1. Sensor Cooking
Many microwaves have sensors that automatically adjust the power level and cooking time to prevent over- or undercooking and make pre-programmed cooking options more accurate. Sensors in Panasonic’s Genius Prestige line improve the way the ovens cook 18 foods, such as brown rice. Sensors can be costly, so be careful about choosing ovens with settings for foods you don’t eat regularly.
2. Space-saving Designs
To maximize space, some companies have replaced round turntables with rectangular trays that shift from side to side to accommodate casseroles. Some models from LG include both a sliding tray and a turntable; other models have a curved interior that can hold large, round serving dishes.

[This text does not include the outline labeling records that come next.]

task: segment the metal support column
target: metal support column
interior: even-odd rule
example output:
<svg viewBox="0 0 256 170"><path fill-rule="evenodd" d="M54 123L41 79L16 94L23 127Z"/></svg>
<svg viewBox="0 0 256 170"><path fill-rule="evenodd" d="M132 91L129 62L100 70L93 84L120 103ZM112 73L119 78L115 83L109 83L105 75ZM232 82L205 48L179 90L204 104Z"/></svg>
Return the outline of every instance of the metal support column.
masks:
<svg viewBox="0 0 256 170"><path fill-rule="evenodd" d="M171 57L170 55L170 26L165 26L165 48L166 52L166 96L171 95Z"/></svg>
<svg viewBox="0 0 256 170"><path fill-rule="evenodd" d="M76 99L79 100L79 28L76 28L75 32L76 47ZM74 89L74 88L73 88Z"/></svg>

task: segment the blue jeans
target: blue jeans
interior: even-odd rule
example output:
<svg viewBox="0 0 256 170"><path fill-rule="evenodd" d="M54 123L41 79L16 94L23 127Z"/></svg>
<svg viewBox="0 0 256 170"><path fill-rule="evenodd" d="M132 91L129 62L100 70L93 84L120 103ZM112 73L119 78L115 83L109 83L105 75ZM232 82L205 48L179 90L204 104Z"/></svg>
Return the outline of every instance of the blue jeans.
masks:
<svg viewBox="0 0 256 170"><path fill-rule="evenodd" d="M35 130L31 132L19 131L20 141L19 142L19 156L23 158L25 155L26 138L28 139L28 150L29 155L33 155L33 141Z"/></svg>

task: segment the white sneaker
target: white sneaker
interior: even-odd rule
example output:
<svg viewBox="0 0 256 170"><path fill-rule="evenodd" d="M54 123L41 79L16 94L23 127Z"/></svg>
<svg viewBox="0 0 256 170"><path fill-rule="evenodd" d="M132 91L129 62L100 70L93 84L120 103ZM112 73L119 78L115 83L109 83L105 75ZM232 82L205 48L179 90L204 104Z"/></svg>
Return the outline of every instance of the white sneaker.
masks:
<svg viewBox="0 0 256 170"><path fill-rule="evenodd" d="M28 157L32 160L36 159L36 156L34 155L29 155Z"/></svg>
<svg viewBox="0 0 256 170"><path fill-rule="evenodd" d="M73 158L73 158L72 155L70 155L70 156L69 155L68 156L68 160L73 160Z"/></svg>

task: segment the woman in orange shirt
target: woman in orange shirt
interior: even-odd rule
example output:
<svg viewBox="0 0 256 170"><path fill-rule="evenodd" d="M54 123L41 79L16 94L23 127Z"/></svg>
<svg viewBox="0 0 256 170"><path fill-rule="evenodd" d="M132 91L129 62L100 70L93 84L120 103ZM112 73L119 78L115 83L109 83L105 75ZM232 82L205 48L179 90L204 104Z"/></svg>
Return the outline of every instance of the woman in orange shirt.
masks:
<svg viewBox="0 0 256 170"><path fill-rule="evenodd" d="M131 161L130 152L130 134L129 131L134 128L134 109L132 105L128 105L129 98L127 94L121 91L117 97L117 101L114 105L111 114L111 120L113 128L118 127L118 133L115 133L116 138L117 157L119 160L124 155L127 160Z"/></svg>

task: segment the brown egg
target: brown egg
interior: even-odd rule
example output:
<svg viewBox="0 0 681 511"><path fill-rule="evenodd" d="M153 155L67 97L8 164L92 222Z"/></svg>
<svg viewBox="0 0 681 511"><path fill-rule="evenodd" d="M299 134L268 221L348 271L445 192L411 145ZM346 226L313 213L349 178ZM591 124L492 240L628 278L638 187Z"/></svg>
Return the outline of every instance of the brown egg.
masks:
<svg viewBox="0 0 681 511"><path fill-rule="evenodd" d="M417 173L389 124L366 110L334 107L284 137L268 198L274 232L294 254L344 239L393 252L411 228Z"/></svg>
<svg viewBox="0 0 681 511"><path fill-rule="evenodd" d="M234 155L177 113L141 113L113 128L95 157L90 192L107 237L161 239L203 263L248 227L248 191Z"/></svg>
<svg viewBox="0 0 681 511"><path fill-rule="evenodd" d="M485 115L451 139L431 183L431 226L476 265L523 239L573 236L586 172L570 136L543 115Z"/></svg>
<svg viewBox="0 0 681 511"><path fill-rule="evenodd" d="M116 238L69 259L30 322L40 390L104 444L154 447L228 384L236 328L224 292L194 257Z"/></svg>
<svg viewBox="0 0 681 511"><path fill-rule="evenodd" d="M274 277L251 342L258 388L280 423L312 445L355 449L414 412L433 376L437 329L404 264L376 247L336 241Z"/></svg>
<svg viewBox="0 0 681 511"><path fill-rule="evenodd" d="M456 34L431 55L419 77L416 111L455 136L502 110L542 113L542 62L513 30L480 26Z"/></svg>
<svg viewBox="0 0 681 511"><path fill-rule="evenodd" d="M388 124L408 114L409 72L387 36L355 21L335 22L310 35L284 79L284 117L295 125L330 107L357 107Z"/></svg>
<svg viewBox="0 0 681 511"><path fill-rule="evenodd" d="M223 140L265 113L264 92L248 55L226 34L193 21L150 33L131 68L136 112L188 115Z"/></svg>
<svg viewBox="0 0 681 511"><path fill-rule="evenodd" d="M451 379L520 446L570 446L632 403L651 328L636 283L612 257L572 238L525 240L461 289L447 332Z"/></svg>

Many top-of-the-line microwaves, like the ones from Viking, can work separately as convection ovens and standard microwaves, and can combine both cooking modes for faster roasting and baking. Convection microwaves use fans that circulate air inside the machine to cook food more quickly and evenly—usually 25 percent faster than conventional microwaves.
In addition to countertop and over-the-range models, microwaves are now available as drawers, like Sharp’s 24-inch-wide Insight Pro, which can be installed under counters.
Seek out high-tech fridges
Sub-Zero’s new models have a computer chip that can diagnose necessary repairs. The air-purification system reduces odors, bacteria and the ethylene gases that ripen and ultimately spoil produce. Also, the water filter removes viruses and bacteria; most fridge filters reduce only chlorine and sediment.